Bye bye Fisher. Have a safe ride and may the wind always be on your back 🙂

The last day in the valley between Menyuan and Minhe was just as beautiful and today we could even enjoy some nice weather with a clear sky and nice temperature. When I say nice temperature it means neither cold like yesterday nor hot like in the desert – it’s just pleasant and we can ride with a thin long sleeve shirt.

Another view of the mountains and the river

Another view of the mountains and the river

When we cycled along the Taklamakan desert we didn’t see how the local people live. The reason for that was that there were very few villages and that we mainly stayed on the motorway. This made us to see too much sand and rocks and too little of how the locals live. We have now left the motorway and cycle on very small roads and pass numerous villages and it is very interesting to see what they look like.

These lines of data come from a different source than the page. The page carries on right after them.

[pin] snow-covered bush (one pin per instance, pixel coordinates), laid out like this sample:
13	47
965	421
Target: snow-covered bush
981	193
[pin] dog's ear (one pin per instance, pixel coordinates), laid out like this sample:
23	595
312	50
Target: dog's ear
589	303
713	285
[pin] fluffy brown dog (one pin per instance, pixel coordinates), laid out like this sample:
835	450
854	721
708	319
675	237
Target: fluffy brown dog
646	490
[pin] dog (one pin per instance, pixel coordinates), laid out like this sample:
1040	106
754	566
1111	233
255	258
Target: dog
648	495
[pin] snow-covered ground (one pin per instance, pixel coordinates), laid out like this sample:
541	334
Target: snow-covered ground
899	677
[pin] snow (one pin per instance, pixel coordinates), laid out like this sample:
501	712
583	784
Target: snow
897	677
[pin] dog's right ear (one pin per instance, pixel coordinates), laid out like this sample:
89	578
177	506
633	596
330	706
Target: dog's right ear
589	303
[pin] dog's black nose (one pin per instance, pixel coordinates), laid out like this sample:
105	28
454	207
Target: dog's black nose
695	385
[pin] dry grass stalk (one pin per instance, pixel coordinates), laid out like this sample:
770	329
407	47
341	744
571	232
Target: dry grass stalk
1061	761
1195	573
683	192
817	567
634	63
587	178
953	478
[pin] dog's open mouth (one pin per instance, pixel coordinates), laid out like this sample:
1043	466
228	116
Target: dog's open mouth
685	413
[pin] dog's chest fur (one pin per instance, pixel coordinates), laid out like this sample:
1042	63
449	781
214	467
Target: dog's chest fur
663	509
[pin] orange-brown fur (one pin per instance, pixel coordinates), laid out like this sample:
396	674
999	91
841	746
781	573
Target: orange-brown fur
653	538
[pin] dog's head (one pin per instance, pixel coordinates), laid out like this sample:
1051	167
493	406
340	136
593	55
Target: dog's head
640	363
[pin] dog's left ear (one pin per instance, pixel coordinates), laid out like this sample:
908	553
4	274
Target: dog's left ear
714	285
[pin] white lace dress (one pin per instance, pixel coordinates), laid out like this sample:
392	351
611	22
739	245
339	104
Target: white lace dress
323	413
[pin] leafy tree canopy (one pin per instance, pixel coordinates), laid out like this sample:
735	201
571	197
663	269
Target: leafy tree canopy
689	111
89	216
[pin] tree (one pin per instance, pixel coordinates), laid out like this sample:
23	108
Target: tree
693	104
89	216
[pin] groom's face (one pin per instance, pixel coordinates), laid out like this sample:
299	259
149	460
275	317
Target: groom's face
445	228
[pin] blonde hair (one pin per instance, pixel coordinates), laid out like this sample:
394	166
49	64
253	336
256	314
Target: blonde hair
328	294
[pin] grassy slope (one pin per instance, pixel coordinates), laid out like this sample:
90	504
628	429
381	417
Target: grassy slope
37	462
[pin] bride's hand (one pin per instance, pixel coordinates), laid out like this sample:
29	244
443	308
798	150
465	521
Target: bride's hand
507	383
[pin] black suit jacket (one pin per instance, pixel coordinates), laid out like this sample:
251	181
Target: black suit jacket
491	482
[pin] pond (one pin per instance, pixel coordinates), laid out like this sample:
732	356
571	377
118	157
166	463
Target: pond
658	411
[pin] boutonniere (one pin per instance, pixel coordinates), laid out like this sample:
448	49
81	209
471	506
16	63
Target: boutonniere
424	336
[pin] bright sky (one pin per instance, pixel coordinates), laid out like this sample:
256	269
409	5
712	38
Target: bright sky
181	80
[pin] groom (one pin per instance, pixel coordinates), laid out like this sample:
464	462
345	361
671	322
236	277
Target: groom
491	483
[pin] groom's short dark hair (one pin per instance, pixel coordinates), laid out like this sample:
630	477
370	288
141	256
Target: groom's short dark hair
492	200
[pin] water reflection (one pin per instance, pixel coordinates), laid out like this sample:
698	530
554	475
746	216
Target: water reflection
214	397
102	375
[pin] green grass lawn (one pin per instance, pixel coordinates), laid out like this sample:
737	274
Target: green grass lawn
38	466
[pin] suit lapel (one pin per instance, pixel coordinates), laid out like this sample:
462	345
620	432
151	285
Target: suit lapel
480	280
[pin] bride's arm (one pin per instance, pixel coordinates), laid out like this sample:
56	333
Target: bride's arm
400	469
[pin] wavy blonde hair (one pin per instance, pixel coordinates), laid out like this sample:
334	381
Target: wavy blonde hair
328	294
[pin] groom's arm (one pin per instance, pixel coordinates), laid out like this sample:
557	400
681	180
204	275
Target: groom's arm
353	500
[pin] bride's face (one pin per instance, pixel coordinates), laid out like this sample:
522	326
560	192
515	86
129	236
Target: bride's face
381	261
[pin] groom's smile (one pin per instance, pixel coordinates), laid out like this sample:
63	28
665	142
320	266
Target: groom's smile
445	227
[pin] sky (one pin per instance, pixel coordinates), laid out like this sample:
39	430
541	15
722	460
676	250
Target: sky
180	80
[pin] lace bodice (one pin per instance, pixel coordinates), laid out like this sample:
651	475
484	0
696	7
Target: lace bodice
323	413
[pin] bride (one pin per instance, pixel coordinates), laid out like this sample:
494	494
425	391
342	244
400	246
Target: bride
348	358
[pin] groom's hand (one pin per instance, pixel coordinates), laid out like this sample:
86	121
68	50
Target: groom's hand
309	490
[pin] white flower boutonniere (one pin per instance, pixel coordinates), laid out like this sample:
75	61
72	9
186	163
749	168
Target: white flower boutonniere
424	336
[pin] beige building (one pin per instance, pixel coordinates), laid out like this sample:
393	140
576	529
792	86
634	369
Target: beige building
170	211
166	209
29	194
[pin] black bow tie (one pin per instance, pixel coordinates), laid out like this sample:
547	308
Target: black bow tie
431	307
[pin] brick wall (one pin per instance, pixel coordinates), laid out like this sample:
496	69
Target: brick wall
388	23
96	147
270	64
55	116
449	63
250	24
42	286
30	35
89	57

A beautiful traditional portal very often seen in front of houses.

A beautiful traditional portal very often seen in front of houses.

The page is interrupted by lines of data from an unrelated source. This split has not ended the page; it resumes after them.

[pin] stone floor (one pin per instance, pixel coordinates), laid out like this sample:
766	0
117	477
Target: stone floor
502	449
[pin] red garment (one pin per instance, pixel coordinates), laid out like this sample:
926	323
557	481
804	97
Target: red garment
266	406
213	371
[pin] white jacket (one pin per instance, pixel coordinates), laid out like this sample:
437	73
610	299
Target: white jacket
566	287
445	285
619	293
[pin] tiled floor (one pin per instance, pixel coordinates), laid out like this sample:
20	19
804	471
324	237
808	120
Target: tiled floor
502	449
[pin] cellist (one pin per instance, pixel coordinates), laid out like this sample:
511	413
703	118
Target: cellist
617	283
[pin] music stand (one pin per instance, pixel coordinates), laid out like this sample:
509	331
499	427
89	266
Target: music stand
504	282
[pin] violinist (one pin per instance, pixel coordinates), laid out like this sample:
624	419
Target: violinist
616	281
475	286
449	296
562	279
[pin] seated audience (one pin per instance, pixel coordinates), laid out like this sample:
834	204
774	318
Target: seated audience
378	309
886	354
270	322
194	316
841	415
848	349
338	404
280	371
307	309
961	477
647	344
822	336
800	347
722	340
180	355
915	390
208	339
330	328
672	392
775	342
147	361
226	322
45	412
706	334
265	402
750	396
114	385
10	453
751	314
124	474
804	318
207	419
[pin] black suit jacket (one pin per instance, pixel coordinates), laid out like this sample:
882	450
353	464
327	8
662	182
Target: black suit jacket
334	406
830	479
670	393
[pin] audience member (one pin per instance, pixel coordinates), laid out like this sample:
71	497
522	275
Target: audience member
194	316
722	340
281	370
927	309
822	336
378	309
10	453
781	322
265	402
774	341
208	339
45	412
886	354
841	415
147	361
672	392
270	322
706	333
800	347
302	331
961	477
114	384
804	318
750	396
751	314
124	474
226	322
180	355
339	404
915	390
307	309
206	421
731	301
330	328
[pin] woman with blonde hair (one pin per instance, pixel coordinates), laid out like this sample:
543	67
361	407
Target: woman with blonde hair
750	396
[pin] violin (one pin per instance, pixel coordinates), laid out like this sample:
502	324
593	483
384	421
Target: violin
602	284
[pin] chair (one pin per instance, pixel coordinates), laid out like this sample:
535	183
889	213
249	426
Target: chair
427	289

Glass verandahs seem to be just as popular in this part of China as in Sweden. Maybe because we share the same type of climate

Glass verandahs seem to be just as popular in this part of China as in Sweden. Maybe because we share the same type of climate

Some 40 kilometers before Minhe there was an abrupt change from a beautiful small road in a narrow valley to first a 20 km long section of dusty road work and then to busy suburbs with hundreds and hundreds of trucks carrying sand, rocks or coal. It was so dusty that we had difficulties seeing the road we were traveling on.

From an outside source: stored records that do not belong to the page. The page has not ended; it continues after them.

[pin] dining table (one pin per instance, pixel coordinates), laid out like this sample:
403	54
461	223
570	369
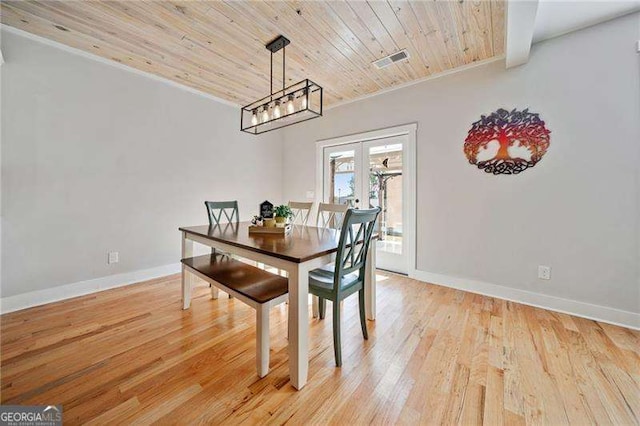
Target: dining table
301	250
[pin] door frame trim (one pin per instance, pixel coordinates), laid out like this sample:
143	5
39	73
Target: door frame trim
410	130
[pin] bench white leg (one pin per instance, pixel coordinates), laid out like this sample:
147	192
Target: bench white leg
315	306
186	288
187	277
370	283
262	339
299	325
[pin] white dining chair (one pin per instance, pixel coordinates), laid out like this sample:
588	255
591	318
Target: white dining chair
301	212
331	215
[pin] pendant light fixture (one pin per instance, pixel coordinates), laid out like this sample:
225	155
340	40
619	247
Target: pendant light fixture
293	104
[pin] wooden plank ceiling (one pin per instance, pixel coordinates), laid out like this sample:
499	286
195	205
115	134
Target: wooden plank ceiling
217	47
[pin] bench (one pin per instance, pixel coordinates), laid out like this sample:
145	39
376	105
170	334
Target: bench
256	287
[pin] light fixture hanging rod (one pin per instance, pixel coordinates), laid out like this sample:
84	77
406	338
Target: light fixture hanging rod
274	46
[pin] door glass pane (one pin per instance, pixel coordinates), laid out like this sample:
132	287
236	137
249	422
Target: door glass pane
342	177
385	185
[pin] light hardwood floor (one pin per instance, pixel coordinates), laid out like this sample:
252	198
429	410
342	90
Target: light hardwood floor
434	356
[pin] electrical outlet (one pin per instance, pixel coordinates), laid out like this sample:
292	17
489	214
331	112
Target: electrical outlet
544	272
113	257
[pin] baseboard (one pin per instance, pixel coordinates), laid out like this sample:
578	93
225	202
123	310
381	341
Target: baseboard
552	303
63	292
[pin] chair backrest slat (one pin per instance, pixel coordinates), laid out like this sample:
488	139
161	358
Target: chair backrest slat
355	238
331	215
215	210
301	212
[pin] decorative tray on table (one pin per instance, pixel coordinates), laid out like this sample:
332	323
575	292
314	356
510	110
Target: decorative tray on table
277	230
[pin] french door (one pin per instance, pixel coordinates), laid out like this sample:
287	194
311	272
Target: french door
369	174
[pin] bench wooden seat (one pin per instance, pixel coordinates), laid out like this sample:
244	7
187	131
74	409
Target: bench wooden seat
256	287
256	284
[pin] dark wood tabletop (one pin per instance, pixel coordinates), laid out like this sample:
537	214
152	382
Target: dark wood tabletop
303	243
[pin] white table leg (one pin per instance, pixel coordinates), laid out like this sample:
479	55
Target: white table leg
262	339
298	325
187	277
370	283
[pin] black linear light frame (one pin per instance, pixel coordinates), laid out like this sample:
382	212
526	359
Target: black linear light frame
306	87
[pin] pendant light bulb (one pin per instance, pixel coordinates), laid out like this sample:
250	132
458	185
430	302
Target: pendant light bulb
290	106
276	111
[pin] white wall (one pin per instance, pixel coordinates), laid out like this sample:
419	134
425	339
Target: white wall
577	210
96	158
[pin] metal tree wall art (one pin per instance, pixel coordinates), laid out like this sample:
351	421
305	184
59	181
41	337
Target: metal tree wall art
507	142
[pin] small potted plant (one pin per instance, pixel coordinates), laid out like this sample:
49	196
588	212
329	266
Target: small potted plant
282	213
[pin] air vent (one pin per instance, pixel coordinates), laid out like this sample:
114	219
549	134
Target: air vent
394	57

When we arrived into Minhe we were denied to stay at the first hotel we tried at. Our luck was better at the second one. Unfortunately the hotel has no luggage room so we had to bring our dusty bikes into the lift and park them in the room.

Look at my face - I am almost black from all that dust.

Look at my face – I am almost black from all that dust.

3 thoughts on “Day 120-124 (Zhangye – Minhe)

  1. Mamma we

    Nu har jag kommit på varför ni hela tiden träffar så trevliga människor – ni är ju ett alldeles särskilt trevligt par själva som inte cyklar iväg när någon mår pyton.
    Idag har jag hämtat min kusin på Landvetter och när jag satt där och tittade på alla som kom ut i ankomsthallen kom en äldre man, minst 60, bärandes en stor kartong. En sådan som jag kände igen, innehållande en cykel. Då kände jag allt att det skall bli kul när ni kommer hem igen.
    Igår var det kyrkoval och det gick inte så bra för oss som jag hade trott. Det var en lång dag, men inte såååå lååång som då jag var valförrättare.
    Ni har väl läst Emmas blogg? Jeppe sprang Stockholms halvmara på 1,57 – han var jättenöjd.

  2. dan claesson

    hej på er! misstänker att ni snart har morgon hos er? Är det 5-6 timmars skillnad? Finna bilder från Kina.. Måste vara underbart!
    Här är det som vanligt, fast nu mer regn. Dvs det som inte kom i somras skall ner nu. Livet leker på i sin gilla gång, jobb, mer jobb och sen snabb fritid innan jobb igen.. Fast ni jobbar ju också med att sitta på sadeln varje dag. Min jobbar kompis Fredrik stack till Kina idag. Han kommer cykla ett lopp där man bland annat går i mål i Nordkorea.. Något för er kanske ;))
    Troligtvis kommer vi att vara i Bangkok runt den 8 januari, resten av tiden blir nog i norra Thailand.
    Gneta på…

    1. admin Post author

      Hej
      Det är helt riktigt att det är morgon nu. Det regnar på tältduken och vi har ingen större lust att krypa ur sovsäckarna.

      Kina har bara en officiell tidszon och den är 6 timmar före svensk tid. Vi är alltså en timma före Thailand nu. I Xinjiang hade dom en inofficiell tid som var två timmar efter Beijingtid så det gällde att hålla koll på vilken tid folk menade när det pratades om klockslag. Nu är vi rakt norr om Thailand och ska fortsatt lite mer österut så nu känns det som om klockan passar solens gång bättre än borta i väster. När vi kom till Kashgar hade vi soluppgång vid 8.30 och solnedgång vid 22.30 officiell tid.